Zimbabwe: Covid-19 Taught Us to Be Self-Reliant - VP

14 October 2021

THE Covid-19 pandemic, which forced governments across the world to shut down their economies in a manner that negatively impacted global trade, has taught Zimbabwe the need to strive to attain self-sufficiency, Vice President Constantino Chiwenga said yesterday.

He however pointed out that now that infections had been put under control, though authorities remain highly cautious, Zimbabwe was exploring new innovations to drive production, productivity and initiatives to enhance value chains in order to grow the economy.

VP Chiwenga made the remarks during an interview with Expo 2020 Dubai media team after touring the Zimbabwe pavilion. He is in the UAE leading a team of five cabinet ministers at the expo, where he is also attending the Global Business Forum Africa (GBFA).

The Vice President attended the opening session of the GBFA, which started yesterday and ends today, running on the sidelines of Expo 2020 Dubai, which kicked off on October 1, 2020 and stretches until March 31, 2022. He will address the forum this morning.

The pandemic disrupted global supply chains through various national restrictive measures aimed at curtailing its spread, including through lockdowns and banning of intercity travel, resulting in shortages of certain basic goods and services while pushing prices up.

VP Chiwenga said Covid-19 had a world-wide ravaging impact and that Zimbabwe was not spared, which forced the country to adopt stringent hybrid mitigation measures, since March last year, when the first case of the pandemic was detected in the country.

"We had to take our own measures, blend them with WHO (World Health Organisation) measures, which had been put in place; that is social distancing, masking up, sanitising and for people to stay at home if they had no business at all," he said.

This helped to control the disease, but like many other countries worldwide, Zimbabwe continued to be battered by waves of new infections.

When the initial measures instituted by the Government proved insufficient, the Vice President said, the authorities rolled out a massive vaccination programme, also putting emphasis on port entry, tourist resorts and key economic areas, which he said was crucial.

"I am happy to say that in one of the Seven Wonders of the World (Victoria Falls, in Zimbabwe), we have achieved 100 percent herd immunity, and in most economic areas, we have achieved herd immunity; in border post areas and hot spot areas, which had been affected.

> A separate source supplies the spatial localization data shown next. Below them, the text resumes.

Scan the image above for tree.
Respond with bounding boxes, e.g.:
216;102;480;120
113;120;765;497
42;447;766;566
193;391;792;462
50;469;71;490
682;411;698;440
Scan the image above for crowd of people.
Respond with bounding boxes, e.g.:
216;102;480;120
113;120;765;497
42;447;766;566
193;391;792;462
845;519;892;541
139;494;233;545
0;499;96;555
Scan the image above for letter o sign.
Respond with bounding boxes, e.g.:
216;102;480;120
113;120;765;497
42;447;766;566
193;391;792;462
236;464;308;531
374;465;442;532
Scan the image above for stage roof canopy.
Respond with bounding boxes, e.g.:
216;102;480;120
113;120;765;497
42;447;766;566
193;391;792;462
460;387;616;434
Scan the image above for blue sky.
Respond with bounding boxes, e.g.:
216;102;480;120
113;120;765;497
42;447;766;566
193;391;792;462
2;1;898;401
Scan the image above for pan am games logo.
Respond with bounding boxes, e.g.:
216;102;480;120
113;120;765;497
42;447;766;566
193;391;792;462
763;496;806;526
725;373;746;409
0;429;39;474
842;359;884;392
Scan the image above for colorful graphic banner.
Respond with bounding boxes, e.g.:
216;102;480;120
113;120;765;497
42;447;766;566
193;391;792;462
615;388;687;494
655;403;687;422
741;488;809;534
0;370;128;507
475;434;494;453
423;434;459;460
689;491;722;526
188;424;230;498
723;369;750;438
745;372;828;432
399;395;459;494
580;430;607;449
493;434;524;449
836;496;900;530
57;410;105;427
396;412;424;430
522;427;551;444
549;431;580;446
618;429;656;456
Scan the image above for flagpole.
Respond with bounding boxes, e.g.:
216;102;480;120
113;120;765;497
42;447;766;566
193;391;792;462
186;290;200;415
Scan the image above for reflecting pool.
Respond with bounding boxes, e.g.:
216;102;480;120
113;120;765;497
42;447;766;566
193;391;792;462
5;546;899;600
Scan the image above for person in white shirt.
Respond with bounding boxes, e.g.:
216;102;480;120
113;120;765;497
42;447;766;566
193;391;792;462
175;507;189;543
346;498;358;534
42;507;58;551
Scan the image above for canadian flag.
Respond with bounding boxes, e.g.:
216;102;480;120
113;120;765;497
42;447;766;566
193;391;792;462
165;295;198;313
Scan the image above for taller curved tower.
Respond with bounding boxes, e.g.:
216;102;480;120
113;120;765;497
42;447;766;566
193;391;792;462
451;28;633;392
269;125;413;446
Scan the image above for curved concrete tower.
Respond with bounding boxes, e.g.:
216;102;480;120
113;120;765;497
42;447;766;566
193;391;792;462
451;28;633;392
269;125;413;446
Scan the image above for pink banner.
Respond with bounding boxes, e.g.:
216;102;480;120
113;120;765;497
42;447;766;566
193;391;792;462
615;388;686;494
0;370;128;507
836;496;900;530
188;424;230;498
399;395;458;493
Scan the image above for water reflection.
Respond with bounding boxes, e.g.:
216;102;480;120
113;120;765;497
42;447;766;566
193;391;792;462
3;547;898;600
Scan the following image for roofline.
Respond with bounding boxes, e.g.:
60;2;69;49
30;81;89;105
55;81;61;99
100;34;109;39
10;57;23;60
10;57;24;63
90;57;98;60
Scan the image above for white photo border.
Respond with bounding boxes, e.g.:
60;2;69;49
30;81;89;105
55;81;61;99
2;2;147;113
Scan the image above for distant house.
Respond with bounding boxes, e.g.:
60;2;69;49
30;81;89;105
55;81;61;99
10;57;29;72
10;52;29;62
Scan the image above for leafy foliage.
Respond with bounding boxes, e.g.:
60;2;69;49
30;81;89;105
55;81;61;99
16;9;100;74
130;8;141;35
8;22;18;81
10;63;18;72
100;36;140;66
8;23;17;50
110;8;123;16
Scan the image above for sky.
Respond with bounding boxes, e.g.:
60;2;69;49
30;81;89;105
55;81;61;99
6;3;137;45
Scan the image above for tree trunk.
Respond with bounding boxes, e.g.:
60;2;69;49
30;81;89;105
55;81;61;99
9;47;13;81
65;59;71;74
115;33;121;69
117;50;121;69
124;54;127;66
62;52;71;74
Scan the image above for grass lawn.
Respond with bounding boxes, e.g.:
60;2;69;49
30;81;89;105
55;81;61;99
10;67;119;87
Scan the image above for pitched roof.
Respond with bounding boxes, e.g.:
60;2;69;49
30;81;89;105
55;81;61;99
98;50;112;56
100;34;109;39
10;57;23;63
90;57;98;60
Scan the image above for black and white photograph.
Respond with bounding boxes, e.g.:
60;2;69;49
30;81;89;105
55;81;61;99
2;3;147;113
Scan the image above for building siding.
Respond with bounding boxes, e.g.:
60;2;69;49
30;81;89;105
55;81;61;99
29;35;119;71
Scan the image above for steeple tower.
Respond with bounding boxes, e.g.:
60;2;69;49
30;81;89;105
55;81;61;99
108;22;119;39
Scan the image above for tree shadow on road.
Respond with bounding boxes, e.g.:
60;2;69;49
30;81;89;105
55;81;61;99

"We continuously educate our people to say the disease is still with us, it is not yet over. And we are now saying post Covid-19, we are in a new normal.

"What is that we do? We need now to continue to build our economy, to come up with new strategies because we have learned a lot of things during this period. (Due to Covid-19) movement between countries was very slow; so it taught us to be self-sufficient and produce on our own.

"Now, we have over 61 percent of our products (consumed in the country) produced by Zimbabwe, and on our (supermarket shelves), and we continue to grow that," he said.

Experiences gained from dealing with the situation internally had created an opportunity for Zimbabwe to assess how the local producers had developed their production capacities, with some of the products now being exported and tested on the global markets.

Under the new normal, he said, Zimbabwe was evaluating across all the key economic sectors namely agriculture, mining, tourism and manufacturing, new innovations the country should adopt for all its value chains in order to grow the economy.

This would also be done with a view to achieve vision 2030 of transforming Zimbabwe into a prosperous and empowered upper middle income society by 2030, as enunciated by President Mnangagwa.

Similarly, VP Chiwenga said climate change had affected everybody across the globe, which in Zimbabwe's case had altered rainfall patterns.

The net effect of global warming, he said, was that climate change had worsened food security for countries worldwide, as temperatures rose.

"So we are employing a lot of strategies; the first and foremost strategy is to dam the water so that it does not run away to the oceans; the oceans are already full of water, so we harness it.

"Once we have dammed it, we are developing irrigation; so we can now irrigate any crop and grow any crop in our country, and that is what we are doing.

"This particular past agricultural season the minister of agriculture reported what has never been achieved since our independence; to have a 34 percent growth in production.

"So, for the first time we have a surplus and we are going to continue to do that, each year we have to add a sizeable number of hectarage.

"By 2025, we want to put 350 000 hectares under irrigation; so if it rains fine, it is an advantage to us; if it does not rain we would still have enough (to feed ourselves).

"And Zimbabwe is the most dammed country on the African continent; now what is happening is that the ministry of agriculture has developed a number of strategies; be it in livestock; be it in crops; they have developed a number of strategies," he said.